Верхом на ракете. Возмутительные истории астронавта шаттла - [165]

Шрифт
Интервал

Я уточнил: «Надеюсь, все это работает сегодня. У меня плохой послужной список по части запуска с первой попытки. Я в седьмой раз сажусь в корабль, чтобы в третий раз подняться в космос».

Подойдя к стреле доступа в корабль, я столкнулся с Джоном Каспером, который выходил из туалета и тянул за молнию скафандра, закрывающую его со стороны промежности. Я тут же поддел его: «Мы будем называть тебя Каспер Длинный Член. Ни у кого еще не было "ящерицы" такой длины, чтобы протянуть ее через устройство UCD, вокруг подштанников и наружу из скафандра». Он засмеялся.

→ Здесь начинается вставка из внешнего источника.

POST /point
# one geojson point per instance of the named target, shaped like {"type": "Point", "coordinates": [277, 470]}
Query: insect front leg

Я был рад, что помог кому-то расслабиться, пусть даже всего на минуту. Просто мне самому хотелось того же.

Мое желание исполнилось в белой комнате. Кто-то из астронавтов группы поддержки повесил на стене плакат со словами «отпусти ее на свободу». Это была ударная реплика особенно неприличной шутки, имевшей хождение среди контингента Планеты ЗР, в которой фигурировала обнаженная женщина, прикованная к кровати. Я фыркнул и на пять секунд сумел забыть о том, что должно было случиться.

Джинни Александер занялась моей фиксацией в кресле, а после этого проверила, помню ли я, что должен найти в случае аварийной ситуации на Земле или в полете. «Кислородный разъем корабля?» Он был у моего левого бедра. «Отцепка парашюта?» Я дотянулся руками до плеч и коснулся их. «Вытяжной трос?» Еще одно касание. «Датчик барометрического реле?.. Наддув спасательного плота?.. Верхний карабин для эвакуации?» Я нашел их все. Она согнула химическую осветительную палочку, чтобы активировать ее, и прикрепила к моему плечу. Теперь пожарно-спасательная команда сможет найти мое тело. Она наклонилась ко мне и подарила легкий поцелуй в губы. «Хорошего полета!» Джинни – еще один человек, которого я буду вспоминать до конца своих дней. Покидая кабину, она повесила еще одну светящуюся палочку над боковым люком, чтобы мы могли найти выход, даже если выключится электричество. Я услышал, как закрывается люк, и вскоре мои уши начало закладывать – пошла проверка герметичности кабины.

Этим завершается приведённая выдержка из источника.